In a complex urban context between railway and harbour, old city and new districts, entasis has built a highly context aware house for Pelican Self Storage.
Large international brands build their signature buildings everywhere. They put their stamp in our cities without account for the context. Pelican Self Storage is a new player on the board. The company provides extra storage for people within biking range of the users, and so, the buildings must be placed in the demanding urban context.
By letting the seven-story building seize the scale of the high rises and warehouses by the harbour, the building creates a distinct gate between the historical Copenhagen with its ramparts, historical railway buildings and naval barracks, and the new, rapidly sprouting district north of the site.
The building is responding to the railway by adopting the rust red steel of the tracks and pylons in the perforated steel of the façade. Toward the harbour, where the historical buildings are all in red bricks, the building is also red brick. Through this reflective logic, the building adopts and interprets the motive of pilasters, cornices and windows from its large red brick neighbour on the opposite side of the street.
To further emphasize the relation between the storage building and the context, the building meets horizontal lines from the surrounding buildings by cut outs and carvings, resulting in differentiated heights and slanting surfaces.
As the building adapts in shape to the volumes surrounding it, the building only reveals its full materiality and geometry as one passes by it, seeing it from more than one side. The towering closed façade facing the railway is passed by hundred thousands of train passengers yearly. An escape staircase working its way diagonally toward the flat roof creates a contrapuntal composition that signals ‘backside’. Numerous graffiti tags on the rusty steel façade show us that the building has successfully been adopted as part of the backside typology along the railway tracks.
The signposting of Pelican is reduced to the easily recognizable fake windows that show passers-by on the street or commuters in a passing train what the simple interiors look like: a white hall with neon green doors. Additionally, a pelican in bright green neon on the railway side of the building reference other iconic neon signs in the city.
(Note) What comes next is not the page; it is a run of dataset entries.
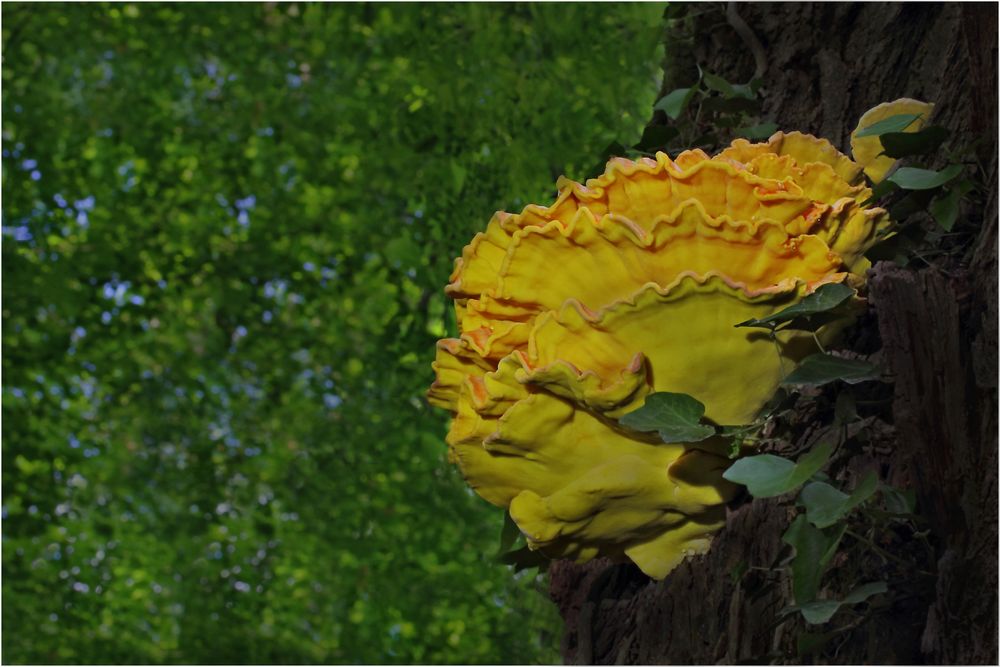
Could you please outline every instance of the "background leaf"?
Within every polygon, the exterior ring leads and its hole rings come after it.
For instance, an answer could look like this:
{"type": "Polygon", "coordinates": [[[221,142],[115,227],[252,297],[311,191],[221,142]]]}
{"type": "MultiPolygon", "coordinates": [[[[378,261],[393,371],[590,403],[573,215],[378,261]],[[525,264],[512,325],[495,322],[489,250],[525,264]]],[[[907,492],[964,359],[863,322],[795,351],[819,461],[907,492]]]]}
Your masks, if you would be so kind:
{"type": "Polygon", "coordinates": [[[452,258],[641,136],[662,6],[0,11],[4,660],[558,662],[424,393],[452,258]]]}

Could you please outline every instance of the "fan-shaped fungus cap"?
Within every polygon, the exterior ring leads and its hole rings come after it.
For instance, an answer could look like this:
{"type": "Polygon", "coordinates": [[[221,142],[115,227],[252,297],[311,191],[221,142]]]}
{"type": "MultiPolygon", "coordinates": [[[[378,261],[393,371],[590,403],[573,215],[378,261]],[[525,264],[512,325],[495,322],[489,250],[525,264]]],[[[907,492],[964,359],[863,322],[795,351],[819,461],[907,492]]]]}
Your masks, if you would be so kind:
{"type": "Polygon", "coordinates": [[[454,416],[451,460],[550,556],[624,555],[662,578],[704,552],[736,492],[724,443],[617,419],[669,391],[750,421],[815,343],[779,332],[779,356],[734,325],[863,282],[889,221],[861,179],[829,142],[779,132],[715,157],[615,158],[560,179],[551,206],[497,213],[446,288],[460,331],[438,343],[428,396],[454,416]]]}

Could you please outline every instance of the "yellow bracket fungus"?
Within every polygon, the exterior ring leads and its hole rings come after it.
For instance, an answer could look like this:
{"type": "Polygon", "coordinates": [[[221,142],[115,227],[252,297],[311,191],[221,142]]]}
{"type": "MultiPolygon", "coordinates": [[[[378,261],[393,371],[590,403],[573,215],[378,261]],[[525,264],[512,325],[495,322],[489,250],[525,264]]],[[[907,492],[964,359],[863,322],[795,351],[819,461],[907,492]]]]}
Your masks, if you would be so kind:
{"type": "Polygon", "coordinates": [[[453,414],[450,460],[531,548],[626,556],[659,579],[725,523],[726,443],[618,419],[676,392],[717,424],[750,422],[816,342],[734,325],[860,286],[888,215],[864,205],[862,165],[798,132],[615,158],[558,188],[497,213],[456,261],[459,335],[438,343],[428,398],[453,414]]]}

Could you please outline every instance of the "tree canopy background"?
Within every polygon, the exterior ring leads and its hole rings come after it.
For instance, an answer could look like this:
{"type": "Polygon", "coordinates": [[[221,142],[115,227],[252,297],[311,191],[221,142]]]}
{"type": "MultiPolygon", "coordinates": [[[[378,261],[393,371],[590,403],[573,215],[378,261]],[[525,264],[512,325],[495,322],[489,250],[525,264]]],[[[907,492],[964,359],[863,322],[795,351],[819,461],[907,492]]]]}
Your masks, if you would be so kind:
{"type": "Polygon", "coordinates": [[[422,395],[494,210],[639,138],[658,5],[3,5],[3,651],[551,662],[422,395]]]}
The compact disposition of the building helps minimizing the use of energy. Combined with a rational construction and the closed facades, the building is proofed for the future in terms of stricter demands to energy consumption.
The green roof of the building serves several purposes. Visually, it contributes to a greener, more welcoming city. The green roof absorbs rainwater, curbing the flooding of the sewer systems during the increasingly common heavy rain storms that Copenhagen experience. The green roof also helps lower urban temperatures, and lessens the heat island effect.
Basements in many areas of Copenhagen are not safe for storage anymore, since reoccurring floods threat to damage what would otherwise be stored there. Pelican offers a safe storage space, short term or long term.
The Pelican Self Storage building supports the shift in society towards more recycling. People can temporarily store their belongings when their living conditions change, and bring them out again later, instead of buying new.